Valerie Fletcher: Tony Smith grew up in the Depression and indeed in the mid 1930s, he left school to help his family with their tool-making business. In 1939, he went to work as an assistant to the great architect, Frank Lloyd Wright. At that time, Frank Lloyd Wright was working on a plan to create homes on a modular design that could be mass produced; and in this way, to make fine housing affordable to the masses of people who had very little money. Wright’s plan came to very little, but it inspired Smith to try some of those designs himself. While he too did not succeed in making a commercial success of this, it brought him to look at sculpture as a modular form.

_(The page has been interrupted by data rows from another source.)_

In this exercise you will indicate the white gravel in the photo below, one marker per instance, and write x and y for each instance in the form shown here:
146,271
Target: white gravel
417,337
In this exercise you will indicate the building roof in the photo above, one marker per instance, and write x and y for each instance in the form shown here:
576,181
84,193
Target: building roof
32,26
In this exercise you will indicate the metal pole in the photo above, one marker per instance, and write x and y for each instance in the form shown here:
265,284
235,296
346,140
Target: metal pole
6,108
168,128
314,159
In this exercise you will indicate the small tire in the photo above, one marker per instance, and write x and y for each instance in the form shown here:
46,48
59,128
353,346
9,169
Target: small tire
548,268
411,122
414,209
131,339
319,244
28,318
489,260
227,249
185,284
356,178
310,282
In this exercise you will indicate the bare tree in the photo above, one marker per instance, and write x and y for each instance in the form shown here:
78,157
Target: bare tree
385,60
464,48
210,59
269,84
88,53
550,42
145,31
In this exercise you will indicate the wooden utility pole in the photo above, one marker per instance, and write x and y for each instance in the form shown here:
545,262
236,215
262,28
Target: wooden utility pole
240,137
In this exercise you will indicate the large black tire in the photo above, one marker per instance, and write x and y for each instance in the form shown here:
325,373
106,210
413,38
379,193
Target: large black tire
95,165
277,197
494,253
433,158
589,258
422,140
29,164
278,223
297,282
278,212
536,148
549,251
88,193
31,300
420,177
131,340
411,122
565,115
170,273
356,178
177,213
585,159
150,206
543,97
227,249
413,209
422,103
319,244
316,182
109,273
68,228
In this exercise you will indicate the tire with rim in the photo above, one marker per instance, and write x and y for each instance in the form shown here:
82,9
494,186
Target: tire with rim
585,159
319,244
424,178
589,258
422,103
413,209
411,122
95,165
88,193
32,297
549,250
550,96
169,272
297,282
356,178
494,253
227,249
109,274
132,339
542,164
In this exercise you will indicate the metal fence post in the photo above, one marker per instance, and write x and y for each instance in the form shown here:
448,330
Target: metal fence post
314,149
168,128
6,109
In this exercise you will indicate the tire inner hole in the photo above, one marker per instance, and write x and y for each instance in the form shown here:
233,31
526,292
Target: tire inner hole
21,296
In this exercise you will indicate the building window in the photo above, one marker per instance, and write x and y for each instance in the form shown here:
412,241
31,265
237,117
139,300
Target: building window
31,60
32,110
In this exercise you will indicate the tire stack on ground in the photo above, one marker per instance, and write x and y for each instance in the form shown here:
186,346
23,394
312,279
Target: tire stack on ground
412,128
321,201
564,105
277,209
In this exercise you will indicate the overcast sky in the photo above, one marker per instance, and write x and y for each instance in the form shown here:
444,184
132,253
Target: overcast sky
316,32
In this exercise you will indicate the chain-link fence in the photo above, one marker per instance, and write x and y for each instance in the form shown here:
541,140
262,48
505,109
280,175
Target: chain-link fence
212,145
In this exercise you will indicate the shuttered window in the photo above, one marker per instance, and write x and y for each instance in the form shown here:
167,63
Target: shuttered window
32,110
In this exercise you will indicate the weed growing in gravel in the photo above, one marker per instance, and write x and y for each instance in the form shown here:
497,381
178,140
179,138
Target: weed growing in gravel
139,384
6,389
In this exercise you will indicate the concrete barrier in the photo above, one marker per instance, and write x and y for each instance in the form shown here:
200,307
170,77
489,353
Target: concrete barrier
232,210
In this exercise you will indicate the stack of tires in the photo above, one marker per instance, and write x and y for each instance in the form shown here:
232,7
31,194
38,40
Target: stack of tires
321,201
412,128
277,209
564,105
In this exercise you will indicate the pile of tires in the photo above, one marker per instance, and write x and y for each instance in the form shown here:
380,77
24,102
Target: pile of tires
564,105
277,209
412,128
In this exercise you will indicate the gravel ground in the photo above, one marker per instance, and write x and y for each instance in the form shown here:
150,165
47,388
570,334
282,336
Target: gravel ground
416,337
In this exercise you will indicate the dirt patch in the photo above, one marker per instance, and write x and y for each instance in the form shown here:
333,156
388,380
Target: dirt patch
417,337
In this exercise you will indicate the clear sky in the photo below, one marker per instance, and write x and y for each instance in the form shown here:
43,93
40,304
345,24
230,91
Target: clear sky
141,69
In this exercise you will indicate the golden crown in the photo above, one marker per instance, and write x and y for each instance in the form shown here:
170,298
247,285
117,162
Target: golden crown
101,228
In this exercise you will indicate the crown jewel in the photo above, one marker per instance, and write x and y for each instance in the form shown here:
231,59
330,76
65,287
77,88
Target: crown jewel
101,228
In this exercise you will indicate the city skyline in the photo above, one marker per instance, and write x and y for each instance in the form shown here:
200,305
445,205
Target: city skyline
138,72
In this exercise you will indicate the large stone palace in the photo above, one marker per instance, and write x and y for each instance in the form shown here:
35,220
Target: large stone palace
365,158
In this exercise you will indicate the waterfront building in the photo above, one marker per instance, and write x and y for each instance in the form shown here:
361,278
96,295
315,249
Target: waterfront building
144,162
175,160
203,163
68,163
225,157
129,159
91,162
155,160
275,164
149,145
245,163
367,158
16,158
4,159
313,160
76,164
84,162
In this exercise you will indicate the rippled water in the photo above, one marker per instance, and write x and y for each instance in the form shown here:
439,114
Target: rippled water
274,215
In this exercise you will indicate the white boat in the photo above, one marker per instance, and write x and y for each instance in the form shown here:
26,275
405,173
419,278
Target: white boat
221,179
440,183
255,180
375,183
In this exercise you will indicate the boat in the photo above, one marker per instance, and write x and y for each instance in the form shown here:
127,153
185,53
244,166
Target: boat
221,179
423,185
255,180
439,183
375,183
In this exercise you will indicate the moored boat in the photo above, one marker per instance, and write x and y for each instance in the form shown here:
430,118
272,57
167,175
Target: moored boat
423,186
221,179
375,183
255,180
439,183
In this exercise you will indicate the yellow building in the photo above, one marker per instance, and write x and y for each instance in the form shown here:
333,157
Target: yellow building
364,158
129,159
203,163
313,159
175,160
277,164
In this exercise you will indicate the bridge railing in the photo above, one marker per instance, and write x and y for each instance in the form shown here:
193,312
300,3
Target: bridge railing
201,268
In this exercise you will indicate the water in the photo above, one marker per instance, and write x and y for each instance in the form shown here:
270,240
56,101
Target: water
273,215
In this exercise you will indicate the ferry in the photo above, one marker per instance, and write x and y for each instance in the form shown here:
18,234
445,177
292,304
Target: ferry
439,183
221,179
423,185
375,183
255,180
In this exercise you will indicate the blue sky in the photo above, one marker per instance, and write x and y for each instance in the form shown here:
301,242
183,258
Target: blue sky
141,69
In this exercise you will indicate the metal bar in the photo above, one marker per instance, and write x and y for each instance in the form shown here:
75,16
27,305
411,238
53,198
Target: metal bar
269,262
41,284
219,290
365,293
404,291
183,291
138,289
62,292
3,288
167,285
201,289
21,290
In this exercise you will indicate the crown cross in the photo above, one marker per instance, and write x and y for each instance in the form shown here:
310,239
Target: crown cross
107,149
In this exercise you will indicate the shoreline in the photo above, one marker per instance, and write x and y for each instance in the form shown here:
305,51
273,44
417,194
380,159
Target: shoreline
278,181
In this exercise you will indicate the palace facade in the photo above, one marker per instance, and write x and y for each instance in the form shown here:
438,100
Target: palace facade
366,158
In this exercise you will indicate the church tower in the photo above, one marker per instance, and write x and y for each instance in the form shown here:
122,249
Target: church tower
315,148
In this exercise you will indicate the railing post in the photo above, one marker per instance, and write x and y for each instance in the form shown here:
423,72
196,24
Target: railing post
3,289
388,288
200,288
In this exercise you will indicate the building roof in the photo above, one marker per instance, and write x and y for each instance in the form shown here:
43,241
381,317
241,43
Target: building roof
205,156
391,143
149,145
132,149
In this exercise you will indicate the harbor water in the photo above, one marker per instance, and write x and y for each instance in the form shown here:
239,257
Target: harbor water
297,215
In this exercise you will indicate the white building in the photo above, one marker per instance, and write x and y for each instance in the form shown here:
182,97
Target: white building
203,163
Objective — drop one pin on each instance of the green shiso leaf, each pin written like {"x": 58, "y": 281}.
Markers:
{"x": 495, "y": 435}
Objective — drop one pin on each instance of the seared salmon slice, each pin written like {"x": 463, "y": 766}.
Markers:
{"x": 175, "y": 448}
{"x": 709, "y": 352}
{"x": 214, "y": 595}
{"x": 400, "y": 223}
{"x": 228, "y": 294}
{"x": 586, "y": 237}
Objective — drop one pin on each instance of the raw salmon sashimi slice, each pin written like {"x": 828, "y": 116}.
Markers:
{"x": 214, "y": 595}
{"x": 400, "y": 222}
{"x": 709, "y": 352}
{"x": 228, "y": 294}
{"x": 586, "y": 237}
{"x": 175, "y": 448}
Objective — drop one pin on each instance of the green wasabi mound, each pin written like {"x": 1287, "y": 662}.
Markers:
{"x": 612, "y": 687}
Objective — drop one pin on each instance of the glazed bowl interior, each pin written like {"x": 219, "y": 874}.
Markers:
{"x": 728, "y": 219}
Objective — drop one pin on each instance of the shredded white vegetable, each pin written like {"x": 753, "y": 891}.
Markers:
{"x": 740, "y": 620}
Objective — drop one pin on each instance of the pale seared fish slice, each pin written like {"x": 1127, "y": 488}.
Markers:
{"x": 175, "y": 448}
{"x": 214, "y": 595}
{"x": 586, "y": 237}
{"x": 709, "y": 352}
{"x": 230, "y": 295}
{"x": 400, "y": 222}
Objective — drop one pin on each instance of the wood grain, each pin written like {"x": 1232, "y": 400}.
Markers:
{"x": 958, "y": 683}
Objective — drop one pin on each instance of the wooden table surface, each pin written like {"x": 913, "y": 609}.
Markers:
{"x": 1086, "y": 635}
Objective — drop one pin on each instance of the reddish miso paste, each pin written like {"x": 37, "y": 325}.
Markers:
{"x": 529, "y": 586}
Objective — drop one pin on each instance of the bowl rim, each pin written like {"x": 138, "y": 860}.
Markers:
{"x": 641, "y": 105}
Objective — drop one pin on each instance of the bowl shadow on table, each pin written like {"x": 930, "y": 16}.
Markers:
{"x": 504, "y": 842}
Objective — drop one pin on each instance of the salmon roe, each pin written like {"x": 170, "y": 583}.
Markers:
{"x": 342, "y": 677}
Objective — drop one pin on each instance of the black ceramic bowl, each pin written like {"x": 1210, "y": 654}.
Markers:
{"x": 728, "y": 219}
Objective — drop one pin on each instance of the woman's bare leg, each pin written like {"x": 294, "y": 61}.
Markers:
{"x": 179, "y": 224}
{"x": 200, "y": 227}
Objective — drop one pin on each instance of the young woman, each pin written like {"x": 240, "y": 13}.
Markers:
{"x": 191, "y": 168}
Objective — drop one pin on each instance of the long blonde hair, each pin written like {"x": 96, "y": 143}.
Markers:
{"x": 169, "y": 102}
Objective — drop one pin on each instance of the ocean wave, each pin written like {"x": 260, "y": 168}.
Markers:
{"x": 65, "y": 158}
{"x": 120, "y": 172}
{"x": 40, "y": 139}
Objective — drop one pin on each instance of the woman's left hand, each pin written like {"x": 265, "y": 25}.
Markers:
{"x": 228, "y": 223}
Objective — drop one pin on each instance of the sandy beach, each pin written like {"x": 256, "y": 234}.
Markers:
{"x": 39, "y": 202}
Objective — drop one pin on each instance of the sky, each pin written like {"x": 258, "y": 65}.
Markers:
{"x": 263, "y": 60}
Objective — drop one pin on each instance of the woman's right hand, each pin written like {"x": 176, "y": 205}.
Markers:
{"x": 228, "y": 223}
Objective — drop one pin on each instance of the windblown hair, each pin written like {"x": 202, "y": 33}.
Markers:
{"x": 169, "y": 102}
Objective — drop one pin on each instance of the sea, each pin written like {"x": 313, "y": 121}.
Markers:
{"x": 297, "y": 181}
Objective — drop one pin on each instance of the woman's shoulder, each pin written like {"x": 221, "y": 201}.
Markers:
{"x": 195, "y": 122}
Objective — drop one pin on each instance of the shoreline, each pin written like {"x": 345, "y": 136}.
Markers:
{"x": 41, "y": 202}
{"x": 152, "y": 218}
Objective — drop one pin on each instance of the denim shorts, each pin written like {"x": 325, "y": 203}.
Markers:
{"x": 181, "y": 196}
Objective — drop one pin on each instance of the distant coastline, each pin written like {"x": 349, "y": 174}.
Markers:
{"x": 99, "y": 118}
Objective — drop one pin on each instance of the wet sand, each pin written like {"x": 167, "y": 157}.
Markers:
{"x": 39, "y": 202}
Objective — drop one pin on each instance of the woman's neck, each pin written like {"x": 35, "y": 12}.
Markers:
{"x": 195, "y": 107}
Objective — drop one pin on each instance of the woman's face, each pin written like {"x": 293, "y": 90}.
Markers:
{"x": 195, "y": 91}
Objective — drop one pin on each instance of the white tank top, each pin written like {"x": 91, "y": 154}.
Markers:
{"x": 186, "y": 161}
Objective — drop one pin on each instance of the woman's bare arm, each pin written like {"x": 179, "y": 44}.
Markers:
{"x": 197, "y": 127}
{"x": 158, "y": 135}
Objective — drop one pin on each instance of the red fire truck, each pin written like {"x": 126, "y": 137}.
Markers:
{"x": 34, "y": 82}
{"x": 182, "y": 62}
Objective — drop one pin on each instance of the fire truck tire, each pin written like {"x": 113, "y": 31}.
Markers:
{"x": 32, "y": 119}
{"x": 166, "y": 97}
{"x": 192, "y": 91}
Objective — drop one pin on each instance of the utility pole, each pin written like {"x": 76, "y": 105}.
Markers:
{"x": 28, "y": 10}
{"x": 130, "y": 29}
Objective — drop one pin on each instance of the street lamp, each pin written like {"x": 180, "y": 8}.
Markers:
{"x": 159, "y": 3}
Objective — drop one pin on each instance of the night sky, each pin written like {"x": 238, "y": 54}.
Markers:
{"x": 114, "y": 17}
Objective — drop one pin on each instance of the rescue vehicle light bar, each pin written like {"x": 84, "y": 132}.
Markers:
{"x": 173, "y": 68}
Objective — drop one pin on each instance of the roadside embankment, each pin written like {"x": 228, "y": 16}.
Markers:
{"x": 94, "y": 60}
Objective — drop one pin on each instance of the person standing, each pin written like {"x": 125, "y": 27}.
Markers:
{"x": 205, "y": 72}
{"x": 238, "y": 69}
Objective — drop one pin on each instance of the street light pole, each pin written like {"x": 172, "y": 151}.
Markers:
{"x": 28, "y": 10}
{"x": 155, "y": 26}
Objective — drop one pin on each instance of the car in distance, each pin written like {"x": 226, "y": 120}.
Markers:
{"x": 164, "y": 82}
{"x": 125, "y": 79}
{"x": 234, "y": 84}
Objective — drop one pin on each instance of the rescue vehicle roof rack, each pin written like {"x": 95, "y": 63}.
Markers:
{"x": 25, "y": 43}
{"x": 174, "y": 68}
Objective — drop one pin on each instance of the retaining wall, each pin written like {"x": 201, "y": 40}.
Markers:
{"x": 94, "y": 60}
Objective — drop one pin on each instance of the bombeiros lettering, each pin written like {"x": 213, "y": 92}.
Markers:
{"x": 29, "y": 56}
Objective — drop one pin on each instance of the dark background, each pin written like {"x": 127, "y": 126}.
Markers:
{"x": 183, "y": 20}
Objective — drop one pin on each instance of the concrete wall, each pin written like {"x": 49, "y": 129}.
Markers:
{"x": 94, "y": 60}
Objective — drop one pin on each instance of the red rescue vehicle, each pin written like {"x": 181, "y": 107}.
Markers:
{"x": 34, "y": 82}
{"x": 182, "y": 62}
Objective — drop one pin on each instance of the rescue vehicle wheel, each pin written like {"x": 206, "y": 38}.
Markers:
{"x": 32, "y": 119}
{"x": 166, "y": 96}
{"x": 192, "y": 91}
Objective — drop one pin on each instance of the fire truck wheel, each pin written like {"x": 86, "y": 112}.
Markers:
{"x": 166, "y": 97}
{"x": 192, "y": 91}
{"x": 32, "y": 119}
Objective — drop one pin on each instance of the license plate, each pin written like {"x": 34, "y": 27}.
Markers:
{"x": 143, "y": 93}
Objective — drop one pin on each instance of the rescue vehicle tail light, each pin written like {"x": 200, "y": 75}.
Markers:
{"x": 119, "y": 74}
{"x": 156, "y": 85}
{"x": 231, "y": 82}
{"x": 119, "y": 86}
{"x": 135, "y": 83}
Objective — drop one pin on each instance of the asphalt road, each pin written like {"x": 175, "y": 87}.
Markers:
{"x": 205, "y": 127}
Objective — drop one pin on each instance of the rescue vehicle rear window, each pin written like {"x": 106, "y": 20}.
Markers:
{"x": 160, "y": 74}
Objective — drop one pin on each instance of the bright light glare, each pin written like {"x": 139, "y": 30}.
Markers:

In 1961, after a bad automobile accident, he needed time to recuperate; and during that time, he made small models of sculptures from cardboard. The sculpture, Amaryllis from 1965 is an enlarged version of one of those models. He would turn these over to an industrial fabricator and they would fabricate the sculptures for him out of sheet steel or sheet aluminum, which Smith always had painted a consistent matte black. While the sculptures themselves seemed to be of a consummate simplicity, they are surprisingly sophisticated.
When you walk around them, slowly in one direction and then walk fully around them again in the next direction, it’s surprising how the original form, the form you first saw, changes and morphs and disappears. What is a solid blocky form suddenly becomes flattened; and a silhouette, something that seemed very predominant seems to disappear. And especially the lighted forms, maybe the upper sections that catch the light, will catch it in such a way that the edge suddenly becomes very clear and important; whereas, the underneath shadow almost seems to disappear.